In the last blog, we discussed about the phase of coordination understanding the characteristics of the evolutionary scenario there in and the following revolution. In today's blog, we look at what the revolutionary phase leads to and what would characterize the evolutionary stage there in.
Phase 5: Collaboration
The red tape crisis of the earlier coordination phase begins to slowly open up into a more inter-personal collaboration phase. The phase generally composes of temporary teams that work on projects with spontaneity. Social control and self-discipline replace the formal control mechanisms of the earlier phase.
All is not rosy at this stage; the transition would be extremely difficult for those experts who created the old systems as well as for those line managers who relied on formal methods for answers. The characteristics of this phase include:
- The focus is on solving problems quickly through team action
- Teams are combined across functions for task-group activity
- Headquarters staff experts are reduced in number, reassigned and combined in interdisciplinary teams to consult with, not to direct, field units.

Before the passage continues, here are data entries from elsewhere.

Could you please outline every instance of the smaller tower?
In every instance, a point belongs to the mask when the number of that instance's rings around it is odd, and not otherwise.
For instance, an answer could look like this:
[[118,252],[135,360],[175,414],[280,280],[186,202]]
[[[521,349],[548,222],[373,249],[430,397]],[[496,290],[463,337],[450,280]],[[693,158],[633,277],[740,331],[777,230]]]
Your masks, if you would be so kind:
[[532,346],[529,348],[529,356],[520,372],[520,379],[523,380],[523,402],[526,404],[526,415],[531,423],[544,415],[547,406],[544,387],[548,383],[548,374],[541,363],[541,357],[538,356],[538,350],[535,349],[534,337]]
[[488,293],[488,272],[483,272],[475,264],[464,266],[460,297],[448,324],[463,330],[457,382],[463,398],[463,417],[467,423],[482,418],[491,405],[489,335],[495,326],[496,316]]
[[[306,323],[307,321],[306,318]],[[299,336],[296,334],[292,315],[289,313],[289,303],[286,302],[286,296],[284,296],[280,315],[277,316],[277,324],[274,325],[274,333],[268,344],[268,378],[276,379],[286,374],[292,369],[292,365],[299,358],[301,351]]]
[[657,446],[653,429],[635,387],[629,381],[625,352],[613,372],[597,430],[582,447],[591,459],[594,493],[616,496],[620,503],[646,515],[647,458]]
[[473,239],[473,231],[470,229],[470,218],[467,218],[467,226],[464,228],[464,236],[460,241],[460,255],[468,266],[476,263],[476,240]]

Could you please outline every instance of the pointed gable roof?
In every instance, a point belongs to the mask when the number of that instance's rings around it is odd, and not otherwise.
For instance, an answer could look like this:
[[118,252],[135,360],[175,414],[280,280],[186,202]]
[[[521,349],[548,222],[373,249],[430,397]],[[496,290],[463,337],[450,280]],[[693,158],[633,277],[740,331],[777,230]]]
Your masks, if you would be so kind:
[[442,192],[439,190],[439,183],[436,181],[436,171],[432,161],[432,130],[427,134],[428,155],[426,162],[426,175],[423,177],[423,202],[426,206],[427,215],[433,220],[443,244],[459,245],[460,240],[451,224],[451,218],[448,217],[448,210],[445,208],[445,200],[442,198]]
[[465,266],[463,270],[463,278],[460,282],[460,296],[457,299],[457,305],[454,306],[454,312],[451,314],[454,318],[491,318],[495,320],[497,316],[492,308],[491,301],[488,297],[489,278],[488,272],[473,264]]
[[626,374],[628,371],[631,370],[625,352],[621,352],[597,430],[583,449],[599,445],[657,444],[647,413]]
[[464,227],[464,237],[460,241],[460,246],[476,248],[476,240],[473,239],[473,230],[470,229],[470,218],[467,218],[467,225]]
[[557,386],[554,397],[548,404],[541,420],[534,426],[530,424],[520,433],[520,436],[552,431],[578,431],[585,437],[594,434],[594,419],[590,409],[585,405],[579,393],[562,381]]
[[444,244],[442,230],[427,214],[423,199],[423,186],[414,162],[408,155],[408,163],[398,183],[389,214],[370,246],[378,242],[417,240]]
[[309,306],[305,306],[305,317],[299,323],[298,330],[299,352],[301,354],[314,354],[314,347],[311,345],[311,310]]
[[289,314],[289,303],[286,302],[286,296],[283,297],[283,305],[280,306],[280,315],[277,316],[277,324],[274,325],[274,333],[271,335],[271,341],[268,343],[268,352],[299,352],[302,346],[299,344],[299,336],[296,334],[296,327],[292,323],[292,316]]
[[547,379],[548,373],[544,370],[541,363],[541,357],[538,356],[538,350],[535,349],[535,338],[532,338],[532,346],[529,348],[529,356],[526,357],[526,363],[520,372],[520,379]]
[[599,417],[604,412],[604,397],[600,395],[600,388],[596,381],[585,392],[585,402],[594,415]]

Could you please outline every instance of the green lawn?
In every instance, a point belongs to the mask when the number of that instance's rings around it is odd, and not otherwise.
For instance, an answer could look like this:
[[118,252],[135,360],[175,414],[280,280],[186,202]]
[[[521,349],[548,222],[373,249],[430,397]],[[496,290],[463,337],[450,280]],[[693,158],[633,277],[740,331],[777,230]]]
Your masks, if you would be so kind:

- A matrix-types structure is frequently used to assemble the right teams for the appropriate problems
- Previous formal systems are simplified and combined into single multipurpose systems
- Conferences for key managers are held frequently to focus on major problem issues
- Educational programs are initiated to train managers in behavioral skills for achieving better team and conflict resolution
- Real-time information systems are integrated into daily decision making
- Economic rewards are geared more to team performance than to individual achievement
- Experiments in new practices are encouraged throughout the organization
The possible revolution that follows this evolutionary phase hasn’t been well documented so, we wouldn’t really discuss about these at the moment.